Mais, sur le premier moyen : - Vu les articles L. 1331-2, L. 7313-1 du Code du travail, ensemble l'article 5 de l'Accord national interprofessionnel du 3 octobre 1975 ; - Attendu qu'il résulte de la combinaison de ces textes que le représentant engagé à titre exclusif a droit à une ressource minimale forfaitaire ; que toute retenue pratiquée par l'employeur sur cette ressource minimale forfaitaire constitue une sanction pécuniaire illicite ;

Attendu que pour débouter le salarié de sa demande de rappel de salaire au titre du salaire minimum garanti pour la période du 7 novembre 2002 au 31 mars 2004, l'arrêt retient que l'employeur verse aux débats un courrier du 30 janvier 2003 adressé par le salarié qui indique que "mes obligations ne me permettent toujours pas d'avoir une activité régulière.
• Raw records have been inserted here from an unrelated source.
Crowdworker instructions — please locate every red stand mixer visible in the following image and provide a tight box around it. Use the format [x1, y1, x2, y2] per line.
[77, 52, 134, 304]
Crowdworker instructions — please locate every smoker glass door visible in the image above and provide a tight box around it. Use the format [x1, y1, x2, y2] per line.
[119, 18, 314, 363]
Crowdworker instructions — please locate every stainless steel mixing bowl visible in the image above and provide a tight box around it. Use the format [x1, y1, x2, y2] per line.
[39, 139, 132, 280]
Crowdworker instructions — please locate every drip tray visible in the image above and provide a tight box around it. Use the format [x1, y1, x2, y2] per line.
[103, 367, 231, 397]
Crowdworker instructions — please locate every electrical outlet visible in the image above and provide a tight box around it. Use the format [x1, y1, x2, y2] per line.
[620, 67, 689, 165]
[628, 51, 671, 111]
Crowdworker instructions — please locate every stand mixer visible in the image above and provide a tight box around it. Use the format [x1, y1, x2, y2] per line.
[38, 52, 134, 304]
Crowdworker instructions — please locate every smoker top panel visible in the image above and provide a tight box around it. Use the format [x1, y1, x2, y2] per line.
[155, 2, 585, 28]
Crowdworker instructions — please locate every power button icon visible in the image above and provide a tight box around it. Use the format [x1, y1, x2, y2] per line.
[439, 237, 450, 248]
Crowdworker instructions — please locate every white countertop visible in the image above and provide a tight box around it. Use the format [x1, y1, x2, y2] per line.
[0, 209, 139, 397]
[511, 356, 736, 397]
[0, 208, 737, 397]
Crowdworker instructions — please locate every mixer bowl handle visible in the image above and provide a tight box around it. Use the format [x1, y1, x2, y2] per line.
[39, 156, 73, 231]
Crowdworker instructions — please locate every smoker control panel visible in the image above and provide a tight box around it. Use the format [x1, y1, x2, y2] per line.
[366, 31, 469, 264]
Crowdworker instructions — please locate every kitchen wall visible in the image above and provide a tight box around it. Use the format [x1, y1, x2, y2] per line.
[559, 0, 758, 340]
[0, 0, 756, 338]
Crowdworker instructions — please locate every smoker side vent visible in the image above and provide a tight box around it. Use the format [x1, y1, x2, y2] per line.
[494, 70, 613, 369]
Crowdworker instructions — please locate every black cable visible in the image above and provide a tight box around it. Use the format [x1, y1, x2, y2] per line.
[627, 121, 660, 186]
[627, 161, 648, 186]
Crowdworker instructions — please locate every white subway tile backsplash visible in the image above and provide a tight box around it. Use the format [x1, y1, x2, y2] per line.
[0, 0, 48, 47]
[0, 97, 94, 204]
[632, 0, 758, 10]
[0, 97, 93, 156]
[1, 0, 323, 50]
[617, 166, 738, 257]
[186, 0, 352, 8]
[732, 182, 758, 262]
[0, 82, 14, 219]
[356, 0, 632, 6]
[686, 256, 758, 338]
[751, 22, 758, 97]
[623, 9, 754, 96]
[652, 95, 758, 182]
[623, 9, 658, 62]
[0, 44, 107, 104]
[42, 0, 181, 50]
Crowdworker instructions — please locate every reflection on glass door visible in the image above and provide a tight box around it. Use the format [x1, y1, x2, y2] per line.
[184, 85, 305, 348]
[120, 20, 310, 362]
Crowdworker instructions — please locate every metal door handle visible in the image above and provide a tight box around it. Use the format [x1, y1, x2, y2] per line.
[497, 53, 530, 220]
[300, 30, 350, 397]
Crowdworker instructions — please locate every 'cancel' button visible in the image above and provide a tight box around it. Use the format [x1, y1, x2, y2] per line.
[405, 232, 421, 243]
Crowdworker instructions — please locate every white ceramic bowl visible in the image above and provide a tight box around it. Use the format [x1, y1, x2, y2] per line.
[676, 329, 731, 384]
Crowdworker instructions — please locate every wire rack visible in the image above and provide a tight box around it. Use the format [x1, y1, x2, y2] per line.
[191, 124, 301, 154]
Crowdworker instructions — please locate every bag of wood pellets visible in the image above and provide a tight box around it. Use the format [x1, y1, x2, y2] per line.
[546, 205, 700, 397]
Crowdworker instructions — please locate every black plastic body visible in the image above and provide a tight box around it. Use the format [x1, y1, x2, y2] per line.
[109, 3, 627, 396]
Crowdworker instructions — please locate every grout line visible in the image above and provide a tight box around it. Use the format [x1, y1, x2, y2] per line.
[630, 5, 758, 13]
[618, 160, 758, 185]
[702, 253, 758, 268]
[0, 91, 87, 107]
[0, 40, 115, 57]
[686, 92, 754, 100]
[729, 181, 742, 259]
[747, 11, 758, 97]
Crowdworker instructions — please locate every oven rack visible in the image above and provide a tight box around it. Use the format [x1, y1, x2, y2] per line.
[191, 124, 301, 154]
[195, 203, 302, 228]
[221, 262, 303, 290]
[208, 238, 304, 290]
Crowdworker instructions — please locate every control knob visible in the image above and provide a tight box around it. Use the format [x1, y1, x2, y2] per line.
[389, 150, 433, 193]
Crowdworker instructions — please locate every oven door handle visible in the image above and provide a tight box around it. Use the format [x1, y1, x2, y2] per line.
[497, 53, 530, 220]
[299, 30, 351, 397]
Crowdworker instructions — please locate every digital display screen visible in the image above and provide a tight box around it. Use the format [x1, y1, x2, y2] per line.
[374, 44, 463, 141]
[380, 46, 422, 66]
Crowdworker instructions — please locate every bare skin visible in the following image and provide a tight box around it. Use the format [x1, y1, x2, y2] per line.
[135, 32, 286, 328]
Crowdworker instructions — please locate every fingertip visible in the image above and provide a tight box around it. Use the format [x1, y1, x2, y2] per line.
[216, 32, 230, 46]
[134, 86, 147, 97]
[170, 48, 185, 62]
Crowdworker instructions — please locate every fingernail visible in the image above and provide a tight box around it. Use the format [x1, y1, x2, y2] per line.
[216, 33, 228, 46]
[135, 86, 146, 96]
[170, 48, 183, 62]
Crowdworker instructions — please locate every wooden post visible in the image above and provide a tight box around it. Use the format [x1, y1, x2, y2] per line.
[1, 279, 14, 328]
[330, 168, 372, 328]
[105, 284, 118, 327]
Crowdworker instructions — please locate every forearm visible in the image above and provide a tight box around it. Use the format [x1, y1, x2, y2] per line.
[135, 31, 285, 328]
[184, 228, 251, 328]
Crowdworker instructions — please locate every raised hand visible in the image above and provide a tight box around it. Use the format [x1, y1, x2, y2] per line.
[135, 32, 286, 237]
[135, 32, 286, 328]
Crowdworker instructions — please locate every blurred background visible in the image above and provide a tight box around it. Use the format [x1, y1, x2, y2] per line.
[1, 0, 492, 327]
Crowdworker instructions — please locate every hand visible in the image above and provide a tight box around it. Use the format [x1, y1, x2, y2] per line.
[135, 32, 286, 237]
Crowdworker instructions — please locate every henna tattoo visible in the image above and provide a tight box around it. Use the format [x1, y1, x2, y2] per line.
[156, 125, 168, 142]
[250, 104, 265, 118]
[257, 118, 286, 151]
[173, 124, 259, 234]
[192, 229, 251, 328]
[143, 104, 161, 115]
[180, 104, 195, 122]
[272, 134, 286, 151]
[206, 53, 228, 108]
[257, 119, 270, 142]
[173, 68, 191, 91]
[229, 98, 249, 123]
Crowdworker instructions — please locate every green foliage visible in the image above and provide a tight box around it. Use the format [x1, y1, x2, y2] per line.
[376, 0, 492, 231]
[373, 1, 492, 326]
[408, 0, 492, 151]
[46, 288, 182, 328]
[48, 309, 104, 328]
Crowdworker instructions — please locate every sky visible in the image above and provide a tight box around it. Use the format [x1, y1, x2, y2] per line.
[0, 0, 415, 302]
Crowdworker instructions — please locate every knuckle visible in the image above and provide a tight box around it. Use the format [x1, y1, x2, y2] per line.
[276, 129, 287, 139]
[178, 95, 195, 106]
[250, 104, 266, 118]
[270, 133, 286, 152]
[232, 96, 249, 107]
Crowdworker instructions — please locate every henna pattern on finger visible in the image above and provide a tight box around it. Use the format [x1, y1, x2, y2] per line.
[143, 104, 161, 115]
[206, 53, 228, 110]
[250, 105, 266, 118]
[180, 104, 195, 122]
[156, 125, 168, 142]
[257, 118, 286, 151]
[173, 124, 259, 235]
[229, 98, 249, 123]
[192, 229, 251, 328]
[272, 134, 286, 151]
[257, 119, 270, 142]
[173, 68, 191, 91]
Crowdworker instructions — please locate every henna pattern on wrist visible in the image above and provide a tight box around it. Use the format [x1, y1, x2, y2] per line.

Comme je vous l'ai dit, je ne souhaite pas de versement autre que le cumul des commissions quand celui-ci paraîtra suffisant" ; qu'il produit également un relevé de commissions de la société Fotomania pour la période du 1er novembre 2003 au 5 janvier 2004, faisant apparaître en faveur de M. Virolle un versement de 753,60 euro, ce qui implique que l'intéressé travaillait pour la société Fotomania avant la formalisation écrite du contrat de travail ; qu'il n'apparaît pas que M. Virolle a travaillé à temps plein pour le compte de la société Global Gift ;

Qu'en statuant comme elle l'a fait, alors qu'elle avait constaté, d'une part, que le salarié avait été engagé comme VRP exclusif jusqu'au 7 janvier 2004, date à laquelle il avait été engagé en qualité de VRP exclusif en temps partagé avec la société Fotomania, et, d'autre part, que le relevé de commissions versées par la société Fotomania ne portait que sur la période du 1er novembre 2003 au 5 janvier 2004, la cour d'appel, qui n'a pas tiré les conséquences légales de ses constatations, a violé le texte susvisé ;

Par ces motifs : Casse et annule, mais seulement en ce qu'il a débouté le salarié de sa demande de rappel de salaire au titre du minimum garanti pour la période du 7 novembre 2002 au 31 mars 2004, l'arrêt rendu le 3 novembre 2009, entre les parties, par la Cour d'appel de Versailles ; remet, en conséquence, sur ce point, la cause et les parties dans l'état où elles se trouvaient avant ledit arrêt et, pour être fait droit, les renvoie devant la Cour d'appel de Paris.